C’est l’attaque la plus meurtrière que la France ait jamais connue. 129 morts, parmi lesquels de nombreux jeunes, et près de 350 blessés. A l’heure où nous écrivons, des dizaines de victimes sont encore entre la vie et la mort. L’état d’urgence a été instauré sur l’ensemble de la métropole. Les écoles, les universités, les cinémas, les grands magasins, la tour Eiffel, Disneyland, le Louvre, Versailles…ont été fermés. « Cette fois-ci, c’est la guerre » dit « Le Parisien ». « Les guerres en plein cœur de Paris » clame « Le Figaro ». « Carnage à Paris » affirme « Libération ». Un journaliste du « Monde » a pris des images à la porte du Bataclan. Scènes de chaos, de panique, de violence, qui sont des scènes de guerre. Et selon le témoignage d’un homme qui était à l’intérieur du bâtiment, les terroristes, qui avaient le visage encagoulé, ont tiré sans arrêt pendant plus d’une heure. Jusque tard dans la journée de samedi, des familles hébétées couraient d’hôpital en hôpital, sans arriver à avoir des informations sur le sort de leurs enfants.
L’enquête est soumise pour l’instant à un « black out » total.
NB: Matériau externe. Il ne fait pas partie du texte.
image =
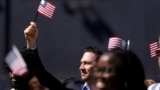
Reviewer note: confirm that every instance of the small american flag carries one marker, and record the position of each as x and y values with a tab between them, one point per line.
116	42
153	49
16	62
46	8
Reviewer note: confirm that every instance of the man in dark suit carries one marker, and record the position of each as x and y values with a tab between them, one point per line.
88	61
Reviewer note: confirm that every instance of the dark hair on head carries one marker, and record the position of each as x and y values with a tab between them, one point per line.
94	50
132	69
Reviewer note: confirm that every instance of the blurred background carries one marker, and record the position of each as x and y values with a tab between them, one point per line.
77	24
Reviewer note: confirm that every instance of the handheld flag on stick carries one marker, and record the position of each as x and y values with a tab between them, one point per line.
45	8
16	62
153	48
116	42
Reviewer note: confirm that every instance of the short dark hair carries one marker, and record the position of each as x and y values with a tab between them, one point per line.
94	50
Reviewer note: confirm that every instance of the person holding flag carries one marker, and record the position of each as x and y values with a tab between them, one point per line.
88	62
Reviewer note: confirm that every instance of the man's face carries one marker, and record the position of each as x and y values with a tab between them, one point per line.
88	62
106	72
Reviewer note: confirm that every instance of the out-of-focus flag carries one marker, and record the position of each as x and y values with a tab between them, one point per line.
153	49
116	42
15	62
46	8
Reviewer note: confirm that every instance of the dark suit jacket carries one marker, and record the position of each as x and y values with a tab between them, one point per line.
36	67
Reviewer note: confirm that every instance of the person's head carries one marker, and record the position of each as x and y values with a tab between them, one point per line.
88	62
119	69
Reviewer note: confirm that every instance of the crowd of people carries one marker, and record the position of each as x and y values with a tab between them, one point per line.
115	69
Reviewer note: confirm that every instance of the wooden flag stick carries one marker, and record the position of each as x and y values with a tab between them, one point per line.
36	16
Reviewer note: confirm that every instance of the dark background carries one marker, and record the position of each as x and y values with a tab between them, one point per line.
89	22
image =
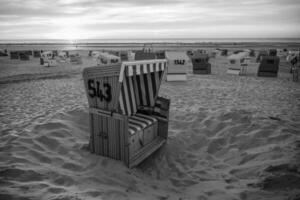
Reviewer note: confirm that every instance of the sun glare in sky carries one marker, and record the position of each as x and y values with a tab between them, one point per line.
129	19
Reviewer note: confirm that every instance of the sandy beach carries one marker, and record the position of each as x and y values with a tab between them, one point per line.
230	137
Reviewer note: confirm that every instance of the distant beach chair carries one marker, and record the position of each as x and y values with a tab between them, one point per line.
128	121
106	59
23	56
14	55
146	53
269	66
160	54
224	52
252	53
75	59
62	56
237	64
177	66
47	59
272	52
36	54
3	53
141	55
201	64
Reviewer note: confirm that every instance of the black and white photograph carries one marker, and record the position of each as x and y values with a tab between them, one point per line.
149	100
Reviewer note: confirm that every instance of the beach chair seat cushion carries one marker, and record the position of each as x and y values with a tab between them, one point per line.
139	122
142	130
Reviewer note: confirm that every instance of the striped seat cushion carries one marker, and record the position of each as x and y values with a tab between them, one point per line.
140	121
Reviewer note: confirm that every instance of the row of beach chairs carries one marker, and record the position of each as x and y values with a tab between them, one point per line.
128	120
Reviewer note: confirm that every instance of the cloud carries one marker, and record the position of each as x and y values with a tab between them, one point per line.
86	19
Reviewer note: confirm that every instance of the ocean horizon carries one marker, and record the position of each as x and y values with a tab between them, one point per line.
156	40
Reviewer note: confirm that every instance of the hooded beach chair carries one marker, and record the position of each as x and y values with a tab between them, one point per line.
236	63
36	54
224	52
75	59
24	55
47	59
272	52
146	53
14	55
201	64
106	59
128	121
177	65
260	55
269	66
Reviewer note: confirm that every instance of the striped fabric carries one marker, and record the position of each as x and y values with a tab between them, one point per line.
139	121
140	84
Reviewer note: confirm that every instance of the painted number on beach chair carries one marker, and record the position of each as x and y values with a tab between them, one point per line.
96	91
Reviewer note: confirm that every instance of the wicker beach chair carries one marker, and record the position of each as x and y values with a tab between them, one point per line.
128	121
269	66
201	64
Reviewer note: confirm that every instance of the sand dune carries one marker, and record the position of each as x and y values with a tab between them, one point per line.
230	137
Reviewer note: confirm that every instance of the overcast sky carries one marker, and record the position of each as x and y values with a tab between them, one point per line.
128	19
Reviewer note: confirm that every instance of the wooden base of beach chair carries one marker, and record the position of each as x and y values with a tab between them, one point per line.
233	71
296	74
176	77
267	74
202	71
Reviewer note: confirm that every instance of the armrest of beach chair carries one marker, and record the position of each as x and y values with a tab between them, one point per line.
161	108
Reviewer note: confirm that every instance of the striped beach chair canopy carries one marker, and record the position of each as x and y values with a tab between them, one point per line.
140	82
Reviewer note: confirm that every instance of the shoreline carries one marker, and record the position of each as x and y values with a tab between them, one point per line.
155	46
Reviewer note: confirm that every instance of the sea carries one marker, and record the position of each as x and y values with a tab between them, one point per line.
149	40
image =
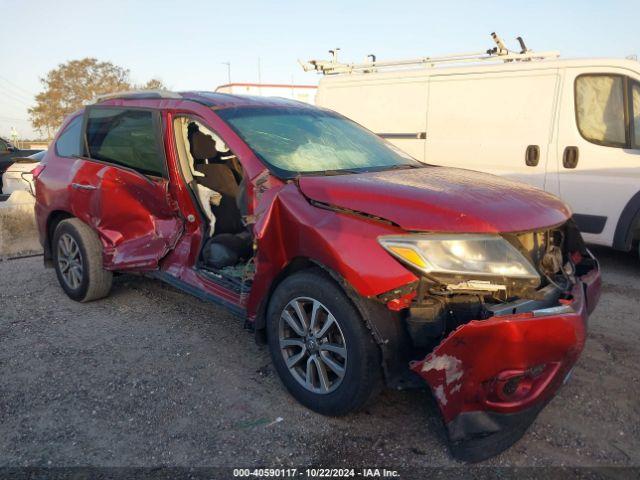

On fait état d’un passeport syrien retrouvé sur le corps d’un des kamikazes (il y en a eu sept) aux abords du Stade de France. Ce qui voudrait dire que contrairement aux attentats de l’an dernier contre Charlie Hebdo et contre l’Hypercasher, il ne s’agit peut-être pas seulement de djihadistes français du type Coulibaly ou les frères Kouachi.
Il est trop tôt, bien entendu, pour voir clair. Ce qui est sûr, c’est que des attentats de cette dimension nous font plonger dans une autre catégorie. Elles font penser effectivement à des situations de guerre, et on peut imaginer que ces attentats n’ont pas été perpétrés par 7 ou 8 opérateurs-kamikazes, mais par une cellule beaucoup plus élargie et beaucoup plus dangereuse. Et puisque Daesch, acronyme de l’Etat islamique, a revendiqué cette série d’actes de terreur, cela suppose que cette organisation peut choisir le moment qu’elle veut, les cibles qui l’intéressent, et là où elle l’a choisi, de manière simultanée, en réussissant à semer l’effroi.
A quelle réaction faut-il s’attendre de nos gouvernants pour faire face à l’effroi ?
On dit : il y aura un avant et un après. Mais on a dit cela après Toulouse il y a trois ans. On l’a dit après les attentats de janvier 2015. Et on s’aperçoit qu’il y a des « après » qui ressemblent aux « avants ». De Toulouse aux attaques en série à Paris, l’horreur monte à chaque fois d’un cran, et cette fois-ci de quelques crans supplémentaires.
On savait, on supposait, on imaginait, que ça viendrait. C’est venu, avec plus d’intensité, et avec une violence terrible, insoutenable, parce qu’elle visait des jeunes sans défense, qui se rendaient innocemment à un concert de rock et qui ont rencontré la mort.
Pour ces jeunes qui sont morts en allant au spectacle comme Fanny, la cousine de notre amie et collaboratrice de l’Arche – qui nous envoie ce message déchirant que personne ne peut lire sans être remué au plus profond : « Ma cousine, parce qu’elle aimait le blues, est morte, hier, au Bataclan » -, et comme tant d’autres que nous découvrirons sans doute autour de nous, pour ceux qui sont morts en allant dîner au « petit Cambodge » entre copains, pour toute cette génération qui a vu les corps gisants dans les rues de Paris, il faut des réponses. Et des réponses à la mesure de l’effroi.